A woman in Chicago was found dead after ignoring unwanted advances from a stranger who is being charged with her murder.
Ruth George, 19, was found strangled in the back seat of her car last week in the University of Illinois parking lot in Chicago. Prosecutors claimed that 26-year-old Donald Thurman admitted during questioning that he strangled and sexually assaulted George after she ignored his attempt to catcall her. Thurman was charged with first-degree murder. Chicago prosecutors requested that he be denied bail while awaiting his December 16 hearing.
George was an honor student at the university and repeatedly ignored Thurman’s advances as she and a sorority sister walked to her car. Chicago court filings describing the charges against Thurman claim the man found George “pretty and tried talking to her, but the victim ignored him.”

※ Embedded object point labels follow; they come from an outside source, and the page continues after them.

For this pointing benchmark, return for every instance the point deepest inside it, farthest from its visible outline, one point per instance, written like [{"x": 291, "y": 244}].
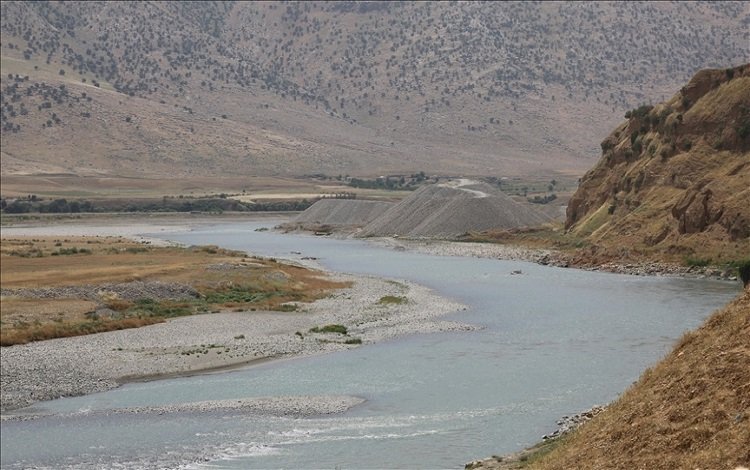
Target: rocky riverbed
[
  {"x": 550, "y": 258},
  {"x": 187, "y": 345}
]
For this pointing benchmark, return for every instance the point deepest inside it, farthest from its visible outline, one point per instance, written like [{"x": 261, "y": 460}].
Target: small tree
[{"x": 744, "y": 271}]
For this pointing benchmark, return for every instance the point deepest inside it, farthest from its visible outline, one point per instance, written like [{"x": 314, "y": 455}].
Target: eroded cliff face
[{"x": 675, "y": 177}]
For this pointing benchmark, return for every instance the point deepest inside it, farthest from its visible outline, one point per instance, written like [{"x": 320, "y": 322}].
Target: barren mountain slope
[
  {"x": 227, "y": 88},
  {"x": 675, "y": 178}
]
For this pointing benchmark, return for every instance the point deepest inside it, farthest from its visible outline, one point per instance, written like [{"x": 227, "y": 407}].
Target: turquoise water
[{"x": 555, "y": 341}]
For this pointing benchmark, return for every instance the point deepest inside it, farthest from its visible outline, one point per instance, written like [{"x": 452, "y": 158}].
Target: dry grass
[
  {"x": 225, "y": 279},
  {"x": 692, "y": 410}
]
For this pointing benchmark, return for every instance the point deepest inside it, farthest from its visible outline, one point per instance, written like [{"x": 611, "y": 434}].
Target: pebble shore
[
  {"x": 549, "y": 258},
  {"x": 187, "y": 345}
]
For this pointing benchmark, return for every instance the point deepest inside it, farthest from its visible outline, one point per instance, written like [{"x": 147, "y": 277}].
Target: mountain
[
  {"x": 675, "y": 178},
  {"x": 182, "y": 89}
]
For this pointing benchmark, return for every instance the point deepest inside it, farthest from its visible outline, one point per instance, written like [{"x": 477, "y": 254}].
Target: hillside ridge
[
  {"x": 186, "y": 88},
  {"x": 674, "y": 178}
]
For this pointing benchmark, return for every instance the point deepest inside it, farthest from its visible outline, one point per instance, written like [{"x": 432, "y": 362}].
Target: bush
[
  {"x": 743, "y": 270},
  {"x": 392, "y": 299},
  {"x": 341, "y": 329},
  {"x": 697, "y": 262}
]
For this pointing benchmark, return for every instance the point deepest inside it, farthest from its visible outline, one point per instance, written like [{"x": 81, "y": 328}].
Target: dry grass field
[
  {"x": 689, "y": 411},
  {"x": 218, "y": 280}
]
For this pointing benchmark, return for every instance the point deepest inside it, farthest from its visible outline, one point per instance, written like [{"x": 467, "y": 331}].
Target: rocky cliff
[{"x": 675, "y": 177}]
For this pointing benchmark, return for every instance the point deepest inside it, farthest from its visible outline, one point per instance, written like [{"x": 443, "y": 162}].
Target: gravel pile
[
  {"x": 127, "y": 291},
  {"x": 451, "y": 209},
  {"x": 341, "y": 212}
]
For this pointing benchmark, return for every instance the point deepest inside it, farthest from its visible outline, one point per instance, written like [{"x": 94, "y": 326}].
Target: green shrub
[
  {"x": 341, "y": 329},
  {"x": 392, "y": 299},
  {"x": 697, "y": 262}
]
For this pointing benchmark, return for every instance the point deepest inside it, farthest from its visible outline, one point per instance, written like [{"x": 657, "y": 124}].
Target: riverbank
[
  {"x": 549, "y": 257},
  {"x": 87, "y": 364}
]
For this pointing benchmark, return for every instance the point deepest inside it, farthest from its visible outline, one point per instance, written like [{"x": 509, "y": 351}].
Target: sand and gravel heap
[
  {"x": 341, "y": 213},
  {"x": 453, "y": 208}
]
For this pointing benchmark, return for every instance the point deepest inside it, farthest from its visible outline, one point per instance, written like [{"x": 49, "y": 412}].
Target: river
[{"x": 553, "y": 342}]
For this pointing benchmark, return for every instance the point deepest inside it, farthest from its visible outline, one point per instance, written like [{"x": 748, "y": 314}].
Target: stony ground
[{"x": 85, "y": 364}]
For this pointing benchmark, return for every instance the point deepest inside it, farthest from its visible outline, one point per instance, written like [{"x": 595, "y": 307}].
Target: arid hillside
[
  {"x": 291, "y": 88},
  {"x": 674, "y": 179},
  {"x": 689, "y": 411}
]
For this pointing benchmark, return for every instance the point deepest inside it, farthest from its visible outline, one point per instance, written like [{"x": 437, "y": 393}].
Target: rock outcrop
[{"x": 674, "y": 177}]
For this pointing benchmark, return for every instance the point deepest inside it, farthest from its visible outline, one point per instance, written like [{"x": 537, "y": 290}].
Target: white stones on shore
[
  {"x": 303, "y": 406},
  {"x": 86, "y": 364}
]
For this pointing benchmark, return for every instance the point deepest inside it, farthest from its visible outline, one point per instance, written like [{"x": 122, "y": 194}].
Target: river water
[{"x": 554, "y": 342}]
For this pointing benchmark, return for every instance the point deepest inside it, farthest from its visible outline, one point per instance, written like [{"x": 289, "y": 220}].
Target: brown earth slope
[
  {"x": 674, "y": 179},
  {"x": 190, "y": 89},
  {"x": 691, "y": 411}
]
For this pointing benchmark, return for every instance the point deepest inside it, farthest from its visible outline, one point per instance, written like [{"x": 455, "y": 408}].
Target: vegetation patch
[
  {"x": 340, "y": 329},
  {"x": 225, "y": 280},
  {"x": 392, "y": 300}
]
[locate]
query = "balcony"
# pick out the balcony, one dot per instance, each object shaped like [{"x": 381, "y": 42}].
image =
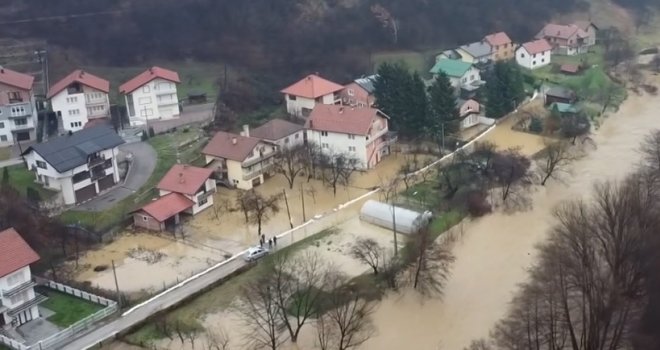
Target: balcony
[{"x": 19, "y": 288}]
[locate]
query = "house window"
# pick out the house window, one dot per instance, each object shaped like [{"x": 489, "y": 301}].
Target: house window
[{"x": 42, "y": 164}]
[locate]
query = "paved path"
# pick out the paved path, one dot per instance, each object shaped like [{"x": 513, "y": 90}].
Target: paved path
[{"x": 143, "y": 164}]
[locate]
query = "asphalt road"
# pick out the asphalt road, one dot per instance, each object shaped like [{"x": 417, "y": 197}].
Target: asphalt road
[{"x": 143, "y": 164}]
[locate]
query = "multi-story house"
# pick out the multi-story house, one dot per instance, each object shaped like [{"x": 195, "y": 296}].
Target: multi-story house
[
  {"x": 191, "y": 182},
  {"x": 18, "y": 111},
  {"x": 362, "y": 133},
  {"x": 302, "y": 96},
  {"x": 280, "y": 132},
  {"x": 534, "y": 54},
  {"x": 567, "y": 39},
  {"x": 503, "y": 48},
  {"x": 80, "y": 164},
  {"x": 151, "y": 95},
  {"x": 462, "y": 75},
  {"x": 78, "y": 98},
  {"x": 18, "y": 301},
  {"x": 240, "y": 160}
]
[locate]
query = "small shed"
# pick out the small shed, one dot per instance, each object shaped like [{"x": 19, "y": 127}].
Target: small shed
[
  {"x": 163, "y": 213},
  {"x": 380, "y": 214}
]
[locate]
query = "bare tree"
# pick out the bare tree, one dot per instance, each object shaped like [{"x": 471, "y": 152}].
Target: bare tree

Court documents also describe Thurman as becoming “angry that he was being ignored,” and catcalled her before he pushed George to the ground and placed her in a chokehold before moving her in the back of her car and sexually assaulting her before killing her. “The victim continued to ignore the defendant and continued walking to where her car was parked,” the court document also said.
Thurman was released on parole from prison last year after serving two years of a six-year sentence for armed robbery. The court denied his bail in the first-degree murder charge. A statement from the George family said they “hold no hatred” for the man who killed their daughter.